Arbid is a small airport used for helicopters located 50km (30 miles) to the east of the city of Sulaimaniya in the northeast of the country.
Iraqi Kurdish security forces sealed off the area, according to two security sources.
Police said the identities of the deceased were still unknown.
One security source said initial information suggested a Turkish drone was used in the attack against a suspected Kurdistan Workers Party (PKK) target.
Turkey regularly carries out air strikes on PKK militants in northern Iraq and has dozens of outposts in Iraqi territory. The PKK took up arms against the Turkish state in 1984.

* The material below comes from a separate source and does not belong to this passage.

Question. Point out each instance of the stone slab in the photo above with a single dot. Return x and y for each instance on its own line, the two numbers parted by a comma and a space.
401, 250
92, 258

Bafel Talabani, President of the Patriotic Union of Kurdistan (PUK), one of the dominant Kurdish parties in northern Iraq, confirmed the drone strike and said the six dead and wounded were members of the Iraqi Kurdish counter-terrorism force.
"We strongly condemn the terrorist attack on the Agricultural Airport of Arbid in Sulaimaniya, which resulted in the martyrdom and injury of six heroic Peshmerga," he said in a statement.
Iraqi Kurdistan’s internal security forces, Asayish, said in a statement the counter-terrorism force was attacked and three members were killed during a training mission inside the airport.
Iraqi Kurdistan's Deputy Prime Minister Qubad Talabani condemned the drone attack and demanded the intervention of the federal government authorities to "prevent these attacks from recurring".
"Iraq reserves the right to put an end to these violations," Rasool said.
Two Iraqi army intelligence officers said Baghdad will send a joint security team to Sulaimaniya to investigate the strike.